The proposal was submitted by the Nevada Family Alliance – a group that describes itself as a “watchdog organization.” They released this guide to fighting critical race theory
CRITICAL RACE THEORY: THE CONTROVERSILE RACING IDEOLOGY LEARNED IN SCHOOLS
The battle over critical race theory in schools has escalated in the United States over the past year.
The theory has sparked fierce national debate in the wake of the Black Lives Matter protests across the country over the past year and the introduction of the 1619 project.
Published in 2019 by the New York Times to mark 400 years since the first enslaved Africans arrived on American shores, the 1619 Project reframes American history through “the impact of slavery and the contributions of black Americans to the center of the US. story’.
The debate surrounding the critical race theory concerns concerns that some children are being indoctrinated into thinking that white people are inherently racist or sexist.
Opponents of the critical race theory have argued that it reduces people to categories of “privileged” or “oppressed” based on their skin color.
Supporters, however, say the theory is vital to eliminating racism as it examines the ways in which race affects American politics, culture and the law.
“You’re saying there’s no CRT in this curriculum,” Sparks resident Bruce Parks said during Tuesday’s board meeting in Reno.
“It is now taught in our schools.

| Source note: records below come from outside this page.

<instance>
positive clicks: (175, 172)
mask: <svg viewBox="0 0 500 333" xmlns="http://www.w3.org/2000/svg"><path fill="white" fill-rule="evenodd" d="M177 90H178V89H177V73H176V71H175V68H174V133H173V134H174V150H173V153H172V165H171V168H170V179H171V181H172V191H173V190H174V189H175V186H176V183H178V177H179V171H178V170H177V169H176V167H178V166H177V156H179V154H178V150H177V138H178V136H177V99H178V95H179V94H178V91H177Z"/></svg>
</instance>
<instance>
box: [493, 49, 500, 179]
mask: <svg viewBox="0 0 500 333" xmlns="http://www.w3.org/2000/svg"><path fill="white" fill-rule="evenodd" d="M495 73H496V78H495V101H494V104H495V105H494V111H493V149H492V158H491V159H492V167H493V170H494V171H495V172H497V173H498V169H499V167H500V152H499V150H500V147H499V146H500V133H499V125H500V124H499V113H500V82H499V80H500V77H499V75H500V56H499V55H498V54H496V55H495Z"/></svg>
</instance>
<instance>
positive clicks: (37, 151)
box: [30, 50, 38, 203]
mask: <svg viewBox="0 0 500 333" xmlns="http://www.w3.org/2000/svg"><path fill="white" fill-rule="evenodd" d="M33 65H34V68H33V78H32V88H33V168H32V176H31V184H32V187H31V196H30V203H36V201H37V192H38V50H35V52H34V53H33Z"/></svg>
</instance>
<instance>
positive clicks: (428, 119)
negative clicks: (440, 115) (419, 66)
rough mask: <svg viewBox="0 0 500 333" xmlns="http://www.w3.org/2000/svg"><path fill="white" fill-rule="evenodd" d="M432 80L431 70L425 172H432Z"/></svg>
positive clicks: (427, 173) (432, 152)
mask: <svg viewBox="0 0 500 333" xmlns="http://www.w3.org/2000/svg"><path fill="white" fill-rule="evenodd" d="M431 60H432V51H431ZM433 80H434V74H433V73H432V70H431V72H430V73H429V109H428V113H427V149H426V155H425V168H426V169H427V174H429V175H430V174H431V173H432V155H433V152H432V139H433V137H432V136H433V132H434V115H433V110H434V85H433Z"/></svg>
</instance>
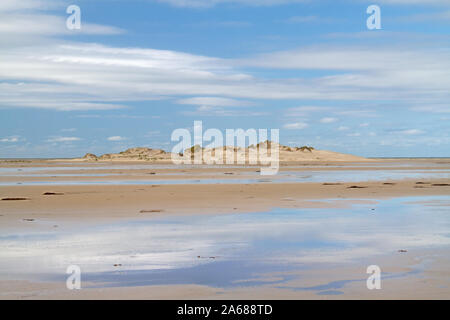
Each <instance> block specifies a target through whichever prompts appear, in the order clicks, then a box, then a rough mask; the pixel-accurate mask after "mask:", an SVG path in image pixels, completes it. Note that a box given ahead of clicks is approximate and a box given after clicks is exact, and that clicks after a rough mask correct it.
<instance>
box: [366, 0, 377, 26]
mask: <svg viewBox="0 0 450 320" xmlns="http://www.w3.org/2000/svg"><path fill="white" fill-rule="evenodd" d="M366 12H367V14H370V16H369V17H368V18H367V21H366V25H367V29H369V30H380V29H381V9H380V7H379V6H377V5H376V4H372V5H370V6H368V7H367V10H366Z"/></svg>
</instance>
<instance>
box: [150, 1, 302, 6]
mask: <svg viewBox="0 0 450 320" xmlns="http://www.w3.org/2000/svg"><path fill="white" fill-rule="evenodd" d="M157 1H158V2H163V3H167V4H170V5H172V6H175V7H193V8H205V7H214V6H216V5H219V4H227V3H230V4H241V5H247V6H274V5H282V4H288V3H298V2H305V0H157Z"/></svg>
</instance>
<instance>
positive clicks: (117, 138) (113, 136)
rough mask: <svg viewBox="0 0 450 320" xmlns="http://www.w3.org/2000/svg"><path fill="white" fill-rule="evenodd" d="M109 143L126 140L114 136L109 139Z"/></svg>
mask: <svg viewBox="0 0 450 320" xmlns="http://www.w3.org/2000/svg"><path fill="white" fill-rule="evenodd" d="M107 140H108V141H124V140H126V138H124V137H121V136H112V137H108V138H107Z"/></svg>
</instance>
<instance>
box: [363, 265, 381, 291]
mask: <svg viewBox="0 0 450 320" xmlns="http://www.w3.org/2000/svg"><path fill="white" fill-rule="evenodd" d="M366 272H367V273H368V274H370V276H369V278H367V281H366V285H367V289H369V290H373V289H378V290H379V289H381V268H380V267H379V266H377V265H375V264H374V265H371V266H368V267H367V271H366Z"/></svg>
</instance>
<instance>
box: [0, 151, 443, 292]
mask: <svg viewBox="0 0 450 320" xmlns="http://www.w3.org/2000/svg"><path fill="white" fill-rule="evenodd" d="M449 174H450V161H449V160H448V159H374V160H373V161H361V162H342V161H341V162H339V161H329V162H324V161H321V162H305V161H303V162H285V163H282V164H281V166H280V170H279V172H278V174H277V175H275V176H261V175H260V168H259V167H256V166H205V165H199V166H195V165H186V166H174V165H171V164H170V163H161V162H160V163H148V162H145V161H144V162H137V161H136V162H130V161H102V162H83V161H78V162H77V161H69V160H65V161H62V160H35V161H2V162H1V163H0V198H1V199H2V200H1V201H0V221H1V224H0V228H1V229H2V232H1V234H2V237H1V239H0V247H2V254H1V260H0V261H1V266H0V288H1V290H0V292H1V295H0V299H10V298H13V299H26V298H31V299H57V298H64V299H65V298H69V299H72V298H73V299H123V298H125V299H128V298H131V299H167V298H171V299H181V298H182V299H241V298H242V299H243V298H257V299H393V298H404V299H436V298H437V299H448V298H450V288H449V285H450V284H449V281H448V279H450V277H449V270H450V268H449V266H450V265H449V260H448V257H449V256H450V255H449V249H450V241H449V240H450V239H449V238H448V227H449V222H450V221H449V219H448V209H449V206H450V198H449V195H450V186H449V182H450V176H449ZM420 212H426V213H428V215H427V217H426V218H424V217H423V216H422V215H420ZM352 227H354V228H352ZM375 227H376V228H377V229H376V228H375ZM349 228H350V229H349ZM372 228H373V229H372ZM240 229H242V230H240ZM377 230H378V231H377ZM114 235H117V237H115V236H114ZM132 235H134V236H132ZM128 238H129V239H128ZM27 239H28V240H27ZM121 239H122V240H123V241H120V240H121ZM43 255H45V258H43ZM72 264H75V265H80V266H81V269H82V271H83V273H82V278H83V279H84V280H82V281H83V285H82V287H83V288H82V289H81V290H68V289H67V288H66V278H67V275H66V274H65V271H66V270H65V269H66V267H67V266H68V265H72ZM374 264H375V265H380V267H381V269H382V271H383V275H384V274H386V277H385V279H384V278H383V284H382V289H381V290H368V289H367V287H366V279H367V277H368V276H369V275H368V274H367V273H366V268H367V266H369V265H374ZM202 270H203V271H202ZM224 270H231V271H229V274H227V272H224ZM233 270H234V271H233ZM199 274H200V275H203V276H199ZM221 274H226V276H223V277H222V278H221V277H220V275H221ZM218 278H219V279H221V280H220V281H219V280H218Z"/></svg>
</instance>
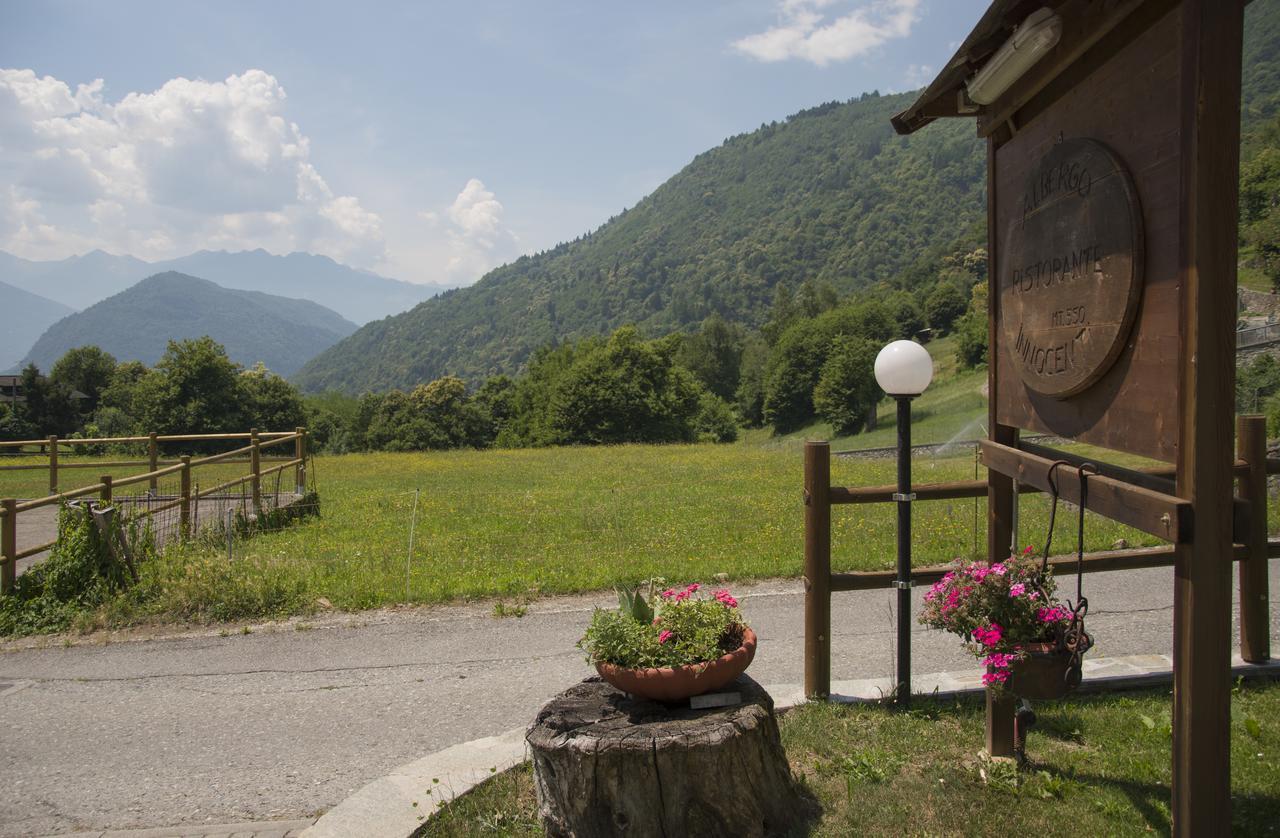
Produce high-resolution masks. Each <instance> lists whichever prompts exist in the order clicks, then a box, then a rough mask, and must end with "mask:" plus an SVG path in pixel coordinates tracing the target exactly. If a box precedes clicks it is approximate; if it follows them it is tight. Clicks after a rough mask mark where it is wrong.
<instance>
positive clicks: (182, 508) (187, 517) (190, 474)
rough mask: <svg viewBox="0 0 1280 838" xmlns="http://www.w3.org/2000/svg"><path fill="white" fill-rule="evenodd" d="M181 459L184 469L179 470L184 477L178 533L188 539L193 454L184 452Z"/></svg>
mask: <svg viewBox="0 0 1280 838" xmlns="http://www.w3.org/2000/svg"><path fill="white" fill-rule="evenodd" d="M179 459H180V461H182V471H179V472H178V473H179V475H180V477H182V480H180V486H182V495H180V502H179V504H178V535H179V537H182V539H183V540H186V539H187V537H188V536H191V454H183V455H182V457H180V458H179Z"/></svg>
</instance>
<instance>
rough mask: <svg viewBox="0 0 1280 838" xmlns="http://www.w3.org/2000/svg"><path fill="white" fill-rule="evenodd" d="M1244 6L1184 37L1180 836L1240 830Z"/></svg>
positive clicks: (1187, 26)
mask: <svg viewBox="0 0 1280 838" xmlns="http://www.w3.org/2000/svg"><path fill="white" fill-rule="evenodd" d="M1243 15H1244V3H1243V1H1242V0H1183V3H1181V26H1180V28H1179V32H1180V35H1179V38H1180V43H1179V56H1180V70H1179V75H1180V79H1181V81H1180V84H1179V88H1178V91H1176V101H1175V104H1176V106H1178V109H1179V113H1180V120H1181V124H1180V132H1179V134H1180V136H1179V146H1180V148H1179V151H1180V155H1179V183H1180V187H1179V196H1178V203H1179V211H1180V221H1179V226H1180V246H1179V252H1178V258H1179V269H1178V270H1179V281H1180V284H1181V288H1183V293H1181V342H1183V343H1181V351H1180V353H1179V354H1180V370H1179V377H1180V383H1181V386H1180V398H1179V439H1180V441H1179V447H1178V477H1176V493H1178V495H1179V496H1181V498H1185V499H1188V500H1190V502H1192V503H1193V504H1194V507H1193V509H1194V522H1196V531H1194V535H1193V540H1192V542H1190V544H1178V545H1176V546H1175V553H1174V562H1175V564H1174V724H1172V733H1174V737H1172V738H1174V742H1172V746H1174V747H1172V806H1171V807H1170V814H1171V820H1172V834H1174V835H1215V834H1224V832H1226V830H1228V828H1229V824H1230V823H1231V815H1230V812H1231V793H1230V791H1231V770H1230V768H1231V750H1230V743H1231V737H1230V708H1231V690H1230V676H1231V669H1230V668H1231V562H1230V557H1231V544H1233V534H1231V499H1233V495H1234V493H1233V484H1234V481H1233V476H1231V461H1233V453H1234V450H1233V448H1234V447H1233V444H1231V443H1233V439H1231V438H1233V434H1231V430H1233V429H1231V411H1230V409H1226V406H1230V404H1231V402H1233V399H1234V388H1235V339H1234V335H1235V304H1236V298H1235V296H1236V273H1235V266H1236V244H1238V241H1236V207H1238V198H1239V196H1238V186H1239V152H1240V54H1242V40H1243V29H1244V20H1243Z"/></svg>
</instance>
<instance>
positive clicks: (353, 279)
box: [0, 249, 447, 351]
mask: <svg viewBox="0 0 1280 838" xmlns="http://www.w3.org/2000/svg"><path fill="white" fill-rule="evenodd" d="M165 271H177V273H180V274H188V275H192V276H201V278H204V279H207V280H210V281H214V283H218V284H219V285H223V287H224V288H237V289H242V290H257V292H262V293H268V294H276V296H280V297H293V298H298V299H310V301H312V302H316V303H319V304H321V306H325V307H326V308H332V310H334V311H337V312H339V313H340V315H342V316H343V317H346V319H347V320H351V321H355V322H356V324H365V322H369V321H371V320H380V319H383V317H387V316H388V315H394V313H399V312H402V311H407V310H410V308H412V307H413V306H416V304H417V303H420V302H422V301H424V299H429V298H431V297H434V296H435V294H438V293H440V292H443V290H444V289H445V288H447V287H445V285H425V284H424V285H419V284H413V283H404V281H401V280H397V279H388V278H385V276H379V275H378V274H374V273H371V271H365V270H357V269H355V267H348V266H346V265H340V264H339V262H335V261H333V260H332V258H329V257H328V256H316V255H312V253H289V255H288V256H274V255H271V253H268V252H266V251H261V249H259V251H241V252H237V253H229V252H227V251H200V252H197V253H191V255H189V256H183V257H180V258H173V260H168V261H163V262H145V261H142V260H140V258H134V257H133V256H113V255H111V253H104V252H102V251H92V252H90V253H84V255H82V256H72V257H69V258H64V260H58V261H51V262H33V261H29V260H26V258H19V257H17V256H13V255H10V253H5V252H0V281H3V283H8V284H9V285H15V287H18V288H22V289H24V290H27V292H31V293H35V294H40V296H42V297H46V298H49V299H54V301H56V302H60V303H63V304H64V306H70V307H72V308H74V310H77V311H78V310H82V308H87V307H88V306H92V304H93V303H96V302H99V301H101V299H106V298H108V297H110V296H111V294H116V293H119V292H122V290H124V289H125V288H129V287H131V285H133V284H134V283H137V281H138V280H140V279H143V278H146V276H151V275H154V274H161V273H165ZM0 299H3V297H0ZM46 325H47V324H46ZM29 345H31V344H28V347H29ZM26 348H27V347H23V351H24V349H26Z"/></svg>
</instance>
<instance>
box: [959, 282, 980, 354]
mask: <svg viewBox="0 0 1280 838" xmlns="http://www.w3.org/2000/svg"><path fill="white" fill-rule="evenodd" d="M955 331H956V338H957V340H956V361H957V362H959V363H960V366H963V367H966V368H973V367H975V366H978V365H979V363H987V284H986V283H978V284H977V285H974V287H973V292H972V296H970V298H969V311H966V312H965V313H964V316H963V317H960V320H957V321H956V324H955Z"/></svg>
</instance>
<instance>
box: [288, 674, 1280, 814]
mask: <svg viewBox="0 0 1280 838" xmlns="http://www.w3.org/2000/svg"><path fill="white" fill-rule="evenodd" d="M1172 665H1174V661H1172V659H1171V658H1170V656H1169V655H1132V656H1128V658H1097V659H1092V660H1085V661H1084V667H1083V668H1084V682H1083V683H1082V684H1080V692H1102V691H1107V690H1129V688H1135V687H1152V686H1160V684H1166V683H1171V682H1172V676H1174V670H1172ZM1231 677H1233V678H1235V677H1243V678H1280V660H1268V661H1267V663H1263V664H1247V663H1244V660H1243V659H1242V658H1240V656H1239V655H1235V658H1234V659H1233V667H1231ZM979 678H980V672H979V670H978V669H965V670H961V672H940V673H932V674H925V676H918V677H916V678H915V679H914V681H913V683H911V687H913V692H915V693H916V695H936V696H938V697H951V696H963V695H975V693H980V692H982V691H983V690H984V687H983V686H982V682H980V681H979ZM831 688H832V695H831V700H832V701H841V702H846V704H860V702H877V701H882V700H883V699H884V697H886V696H887V695H888V693H890V692H891V690H892V679H891V678H864V679H860V681H838V682H833V683H832V684H831ZM765 690H767V691H768V692H769V695H772V696H773V702H774V708H776V709H778V710H788V709H791V708H795V706H799V705H801V704H805V701H808V699H806V697H805V695H804V690H803V687H801V686H800V684H794V683H788V684H773V686H769V687H765ZM524 760H525V728H522V727H521V728H515V729H512V731H507V732H506V733H500V734H498V736H492V737H486V738H483V739H472V741H471V742H463V743H461V745H454V746H453V747H448V748H444V750H443V751H436V752H435V754H430V755H428V756H424V757H422V759H420V760H416V761H413V763H410V764H408V765H402V766H401V768H398V769H396V770H394V771H393V773H392V774H389V775H387V777H384V778H381V779H376V780H374V782H372V783H369V784H367V786H365V787H364V788H361V789H360V791H358V792H356V793H355V795H352V796H351V797H348V798H347V800H344V801H342V802H340V803H338V805H337V806H334V807H333V809H330V810H329V811H328V812H325V815H324V816H323V818H320V820H317V821H316V823H315V824H314V825H312V826H311V828H308V829H306V830H303V832H302V838H347V837H348V835H364V837H365V838H406V837H407V835H411V834H412V833H413V832H415V830H416V829H419V828H420V826H421V825H422V823H424V821H425V820H428V819H429V818H430V816H431V815H434V814H435V812H436V810H439V809H440V806H443V805H444V803H447V802H448V801H451V800H453V798H454V797H458V796H460V795H463V793H466V792H468V791H471V789H472V788H475V787H476V786H479V784H480V783H483V782H484V780H486V779H489V778H490V777H493V775H494V774H495V773H498V771H504V770H507V769H508V768H512V766H515V765H518V764H520V763H522V761H524ZM415 803H416V805H415Z"/></svg>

If you use words and language like ‘white male privilege’, ‘systemic racism’, it comes straight out of CRT.”
Chief Inspector Kristen McNeill eventually recommended that the district form a task force to revise the curriculum rather than carry out the plan.
The council approved the task force on Wednesday.
It’s because some lawmakers across the country have passed measures banning the teaching of critical race theory in schools, claiming the lesson plans constitute indoctrination and teach students to hate the United States.
Nevada has bucked that trend with lawmakers last month passing a proposal to add multicultural education to social studies curriculum standards and educate students about the historical contributions of members of other racial and ethnic groups.
Nevada Department of Education’s deputy superintendent, Dr. Jonathan Moore, said the laws clarify the “substantive themes” of social studies, which already include concepts such as social justice and diversity.
The standards do not contain a critical racial theory.
He warned against confusing the drive for equality with “the idea that students are being indoctrinated with this highly philosophical principle about race and how it has affected society” and said curriculum debates were nothing new, referring to parallel disputes over the teaching of climate change and evolution.
“People often forget how political those norms can be when you talk about what students should know and be able to do,” he says.
Clashes are also raging in other Nevada school districts over how students should teach racism and its role in American history.
In Carson City, a proposal to include concepts such as equality in the strategic plan raised concerns among parents about how schools tackle the topic of race.
At a Carson City School Board meeting on Tuesday, Jason Tingle said he was concerned when he heard talk of critical race theory in schools, but he had reviewed district materials and concluded the fears were unfounded.
“I haven’t seen anything in the curriculum that shows that we’re really taking a hard line on critical race theory,” said Tingle, who has enrolled four kids in district schools.
“Until our kids come home and show us something else or tell us something else, we need to keep our faith in the school district and let them do what they were sent here for.”
Meanwhile, the black mother of a Clark County mixed-race student is suing a Las Vegas charter school over a “Sociology of Change” course that addresses the concept of privilege when it comes to race, gender, and sexual orientation.